David: My experience is people are daunted by tracks, daunted by clubs and they see it as an elite activity and with all due respect they are probably right. I think if athletics clubs linked themselves to our once partner the GAA, and formed stronger ties with the FAI, & IRFU, everyone could benefit. Athletics is a sport which works symbiotically with all other sports and sections of society, and is our unique quality. I feel there has always been great respect there from other sports towards athletics and they are crying out to have athletic clubs add their wealth of knowledge to assist their own sport. If this could be achieved it would break down the walls and create a vibrant athletics and sporting future for Ireland. And for people who don’t have access to sport, the first place you get people interested in athletics is in schools. There is no strategy here to develop athletics in schools which is crazy. Perhaps athletes on the cusp of funding should be given roles to visit schools in their locality, up the profile of themselves, the sport, the association and get paid to do so. That’s a simple win win to me.

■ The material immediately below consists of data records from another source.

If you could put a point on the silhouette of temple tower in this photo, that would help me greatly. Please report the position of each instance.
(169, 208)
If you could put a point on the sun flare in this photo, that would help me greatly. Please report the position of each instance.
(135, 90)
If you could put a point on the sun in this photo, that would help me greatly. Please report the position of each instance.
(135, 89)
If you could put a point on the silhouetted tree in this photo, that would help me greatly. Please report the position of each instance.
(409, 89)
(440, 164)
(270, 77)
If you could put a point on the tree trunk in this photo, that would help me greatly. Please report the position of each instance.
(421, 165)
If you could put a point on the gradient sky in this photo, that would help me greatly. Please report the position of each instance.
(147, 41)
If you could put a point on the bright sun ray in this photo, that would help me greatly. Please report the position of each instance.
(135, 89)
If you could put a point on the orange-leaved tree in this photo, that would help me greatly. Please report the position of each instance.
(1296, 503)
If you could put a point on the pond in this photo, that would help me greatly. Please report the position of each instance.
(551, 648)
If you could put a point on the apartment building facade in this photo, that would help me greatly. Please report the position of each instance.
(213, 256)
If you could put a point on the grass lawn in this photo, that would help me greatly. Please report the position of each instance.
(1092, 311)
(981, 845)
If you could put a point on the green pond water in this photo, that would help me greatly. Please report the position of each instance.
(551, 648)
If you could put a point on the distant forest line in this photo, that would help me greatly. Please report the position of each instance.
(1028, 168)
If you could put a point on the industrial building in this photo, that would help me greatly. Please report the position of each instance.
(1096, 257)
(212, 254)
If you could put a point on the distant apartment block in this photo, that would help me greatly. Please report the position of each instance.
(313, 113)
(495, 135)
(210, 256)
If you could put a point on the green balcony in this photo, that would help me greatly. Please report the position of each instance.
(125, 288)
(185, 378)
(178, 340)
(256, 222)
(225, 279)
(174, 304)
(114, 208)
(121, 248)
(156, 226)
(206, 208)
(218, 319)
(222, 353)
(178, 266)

James: What are your views on athletes with B-Standards being sent to the Olympic Games?
David: Of course B standards should be sent. Athletes are just the boy or girl down the road, who put their lives on hold for the best years of their lives with no monetary gain to achieve a dream of representing their country at an Olympic Games. The village they’re from gets a lift from someone qualifying, the kids on the street develop local heroes and perhaps get inspired. The next string of athletes realise there’s actually a point to working their asses off every day that they can achieve their dream too. The B standard in 2012 is far harder than an A standard in 2000. Athletes should be rewarded for their inspirational endeavours.
James: When not competing, do you enjoy watching athletics? What current athlete do you like watching the most?
David: I like supporting people that I know personally. I enjoy watching brilliance like Rudisha and Bolt. Other than that I find the powers that be package athletics very poorly to a TV audience. There needs to be more imagination to bring athletics into 2012.
James: That’s great David. Thank you for your time and the very best of luck in 2012.
David: No worries James. Keep up the good work.